The strongest reaction was basically: this feels like the future. One commenter went full big-brain nostalgia, saying the idea had “Xerox PARC days” vibes — a very dramatic way of saying this might be one of those interface ideas that later feels obvious. Another admitted, almost gleefully, that they were excited to see software interfaces finally “catching up to sci-fi movies,” which is exactly the kind of nerd joy this project seems built to trigger.
But the thread wasn’t all dreamy applause. One commenter deadpanned, “Ask your slopservant to make a video,” instantly injecting the kind of AI-era snark Hacker News can’t resist. Another cut through the hype with a practical request for support for their own setup, while someone else boiled the whole thing down to a single question: is this basically like Gource? So the mood was a delicious mix of wonder, sarcasm, nostalgia, and nitpicking — which, honestly, is how you know a demo landed.
Key Points
- •Mindwalk visualizes coding-agent sessions by replaying repository activity on a 3D map of a codebase, showing where an agent searched, read, and edited files.

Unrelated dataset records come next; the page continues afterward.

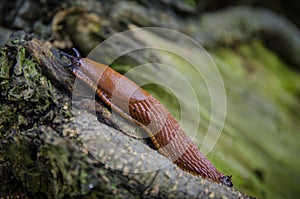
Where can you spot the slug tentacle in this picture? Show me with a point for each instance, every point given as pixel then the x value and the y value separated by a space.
pixel 138 106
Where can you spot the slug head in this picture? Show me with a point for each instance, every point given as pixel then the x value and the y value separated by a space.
pixel 73 61
pixel 226 180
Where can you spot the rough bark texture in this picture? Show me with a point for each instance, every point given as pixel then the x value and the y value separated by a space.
pixel 48 147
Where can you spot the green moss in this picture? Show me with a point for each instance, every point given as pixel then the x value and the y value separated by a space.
pixel 27 93
pixel 259 140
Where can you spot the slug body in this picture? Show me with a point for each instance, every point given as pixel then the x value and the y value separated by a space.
pixel 137 105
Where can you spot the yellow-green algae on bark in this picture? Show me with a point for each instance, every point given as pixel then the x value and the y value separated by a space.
pixel 260 140
pixel 48 159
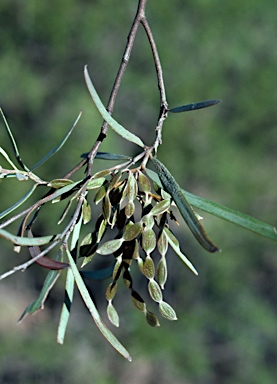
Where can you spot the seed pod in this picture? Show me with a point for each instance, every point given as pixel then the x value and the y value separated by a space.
pixel 144 183
pixel 148 221
pixel 112 315
pixel 100 194
pixel 130 209
pixel 148 268
pixel 161 207
pixel 103 173
pixel 106 208
pixel 131 187
pixel 110 247
pixel 96 183
pixel 131 231
pixel 148 240
pixel 162 272
pixel 167 311
pixel 138 301
pixel 152 319
pixel 117 268
pixel 127 279
pixel 115 179
pixel 162 243
pixel 111 291
pixel 155 291
pixel 86 209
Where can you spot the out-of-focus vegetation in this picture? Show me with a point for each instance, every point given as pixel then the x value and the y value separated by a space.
pixel 227 327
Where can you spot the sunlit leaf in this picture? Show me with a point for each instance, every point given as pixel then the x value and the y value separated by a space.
pixel 48 284
pixel 228 214
pixel 59 183
pixel 25 241
pixel 108 156
pixel 93 311
pixel 19 202
pixel 15 149
pixel 56 149
pixel 65 313
pixel 175 245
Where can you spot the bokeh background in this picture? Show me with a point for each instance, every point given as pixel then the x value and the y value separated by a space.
pixel 227 327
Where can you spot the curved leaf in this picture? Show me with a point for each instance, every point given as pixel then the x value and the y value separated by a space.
pixel 48 284
pixel 194 106
pixel 225 213
pixel 170 185
pixel 15 149
pixel 56 149
pixel 107 156
pixel 119 129
pixel 19 202
pixel 25 241
pixel 93 310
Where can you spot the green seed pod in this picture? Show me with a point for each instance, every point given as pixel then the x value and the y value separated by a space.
pixel 148 240
pixel 130 209
pixel 115 179
pixel 167 311
pixel 106 208
pixel 112 315
pixel 155 291
pixel 111 291
pixel 117 268
pixel 131 187
pixel 100 194
pixel 86 212
pixel 127 279
pixel 152 319
pixel 161 207
pixel 148 268
pixel 59 183
pixel 144 183
pixel 162 272
pixel 131 231
pixel 96 183
pixel 110 247
pixel 138 302
pixel 103 173
pixel 162 244
pixel 148 221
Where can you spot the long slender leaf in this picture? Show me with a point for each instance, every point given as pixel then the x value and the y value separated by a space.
pixel 94 313
pixel 56 149
pixel 98 274
pixel 171 186
pixel 194 106
pixel 19 202
pixel 108 156
pixel 176 247
pixel 15 149
pixel 235 217
pixel 225 213
pixel 119 129
pixel 65 313
pixel 25 241
pixel 48 284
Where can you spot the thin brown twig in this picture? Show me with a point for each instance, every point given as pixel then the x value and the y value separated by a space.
pixel 122 68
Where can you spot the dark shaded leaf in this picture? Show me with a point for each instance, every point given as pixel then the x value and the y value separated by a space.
pixel 170 185
pixel 194 106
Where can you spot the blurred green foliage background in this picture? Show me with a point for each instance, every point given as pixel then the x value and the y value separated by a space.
pixel 227 327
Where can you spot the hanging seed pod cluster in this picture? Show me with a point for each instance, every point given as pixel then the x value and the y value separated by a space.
pixel 139 213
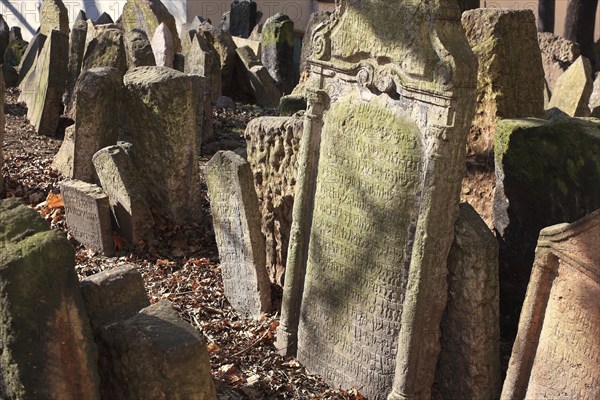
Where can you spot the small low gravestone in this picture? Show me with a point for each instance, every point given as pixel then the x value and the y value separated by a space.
pixel 236 221
pixel 87 212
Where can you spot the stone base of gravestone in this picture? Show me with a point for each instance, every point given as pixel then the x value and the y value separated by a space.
pixel 47 345
pixel 236 221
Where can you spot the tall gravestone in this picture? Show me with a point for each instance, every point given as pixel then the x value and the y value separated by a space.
pixel 390 98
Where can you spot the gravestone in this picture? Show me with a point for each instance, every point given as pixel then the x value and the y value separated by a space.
pixel 242 17
pixel 121 181
pixel 157 355
pixel 469 362
pixel 278 51
pixel 557 352
pixel 43 86
pixel 162 119
pixel 573 89
pixel 365 285
pixel 87 212
pixel 273 145
pixel 546 173
pixel 162 46
pixel 95 108
pixel 147 15
pixel 236 221
pixel 47 345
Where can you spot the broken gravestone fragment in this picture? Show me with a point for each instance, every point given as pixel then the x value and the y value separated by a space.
pixel 236 221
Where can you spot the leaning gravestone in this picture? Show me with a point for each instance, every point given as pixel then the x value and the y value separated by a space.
pixel 557 352
pixel 546 173
pixel 236 221
pixel 365 285
pixel 96 105
pixel 47 345
pixel 87 212
pixel 162 118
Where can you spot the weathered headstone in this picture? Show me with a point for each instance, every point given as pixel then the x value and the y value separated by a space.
pixel 162 118
pixel 157 355
pixel 242 17
pixel 573 89
pixel 87 212
pixel 365 284
pixel 557 352
pixel 469 362
pixel 96 104
pixel 546 173
pixel 236 221
pixel 273 147
pixel 121 181
pixel 278 51
pixel 47 346
pixel 43 86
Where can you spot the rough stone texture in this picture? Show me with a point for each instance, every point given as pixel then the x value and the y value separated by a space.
pixel 558 54
pixel 96 105
pixel 365 285
pixel 262 85
pixel 47 346
pixel 121 181
pixel 43 87
pixel 147 15
pixel 573 89
pixel 236 221
pixel 278 51
pixel 546 173
pixel 163 46
pixel 162 118
pixel 54 16
pixel 138 49
pixel 273 145
pixel 469 363
pixel 510 82
pixel 87 212
pixel 242 17
pixel 158 356
pixel 557 352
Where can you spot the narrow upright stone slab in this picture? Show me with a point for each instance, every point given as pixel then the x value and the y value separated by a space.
pixel 87 212
pixel 43 87
pixel 96 105
pixel 273 145
pixel 122 182
pixel 278 51
pixel 365 285
pixel 573 89
pixel 557 352
pixel 157 355
pixel 469 362
pixel 236 221
pixel 47 345
pixel 162 119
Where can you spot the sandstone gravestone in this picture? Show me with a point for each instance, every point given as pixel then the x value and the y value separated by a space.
pixel 278 51
pixel 47 345
pixel 87 212
pixel 469 362
pixel 157 355
pixel 121 181
pixel 43 86
pixel 273 146
pixel 162 119
pixel 546 173
pixel 96 106
pixel 573 89
pixel 365 284
pixel 557 352
pixel 236 221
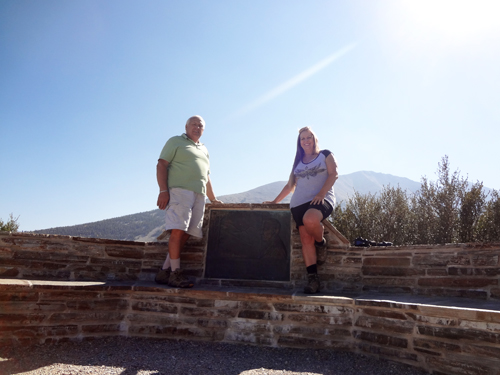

- •The tool runs fully locally as a single Go binary and supports session logs from Claude Code and Codex without sending session data off the machine.
- •Its CLI can serve a browser-based UI, open specific session logs, generate a repository citymap JSON, and export normalized trace JSON.
- •The interface includes multiple repository views, color-coded touch states, playback controls, timeline markers, a file inspector, and keyboard shortcuts for navigation.
- •The system architecture separates a normalized session trace from a deterministic repository citymap, then combines them through a local Go server serving a React and Three.js frontend.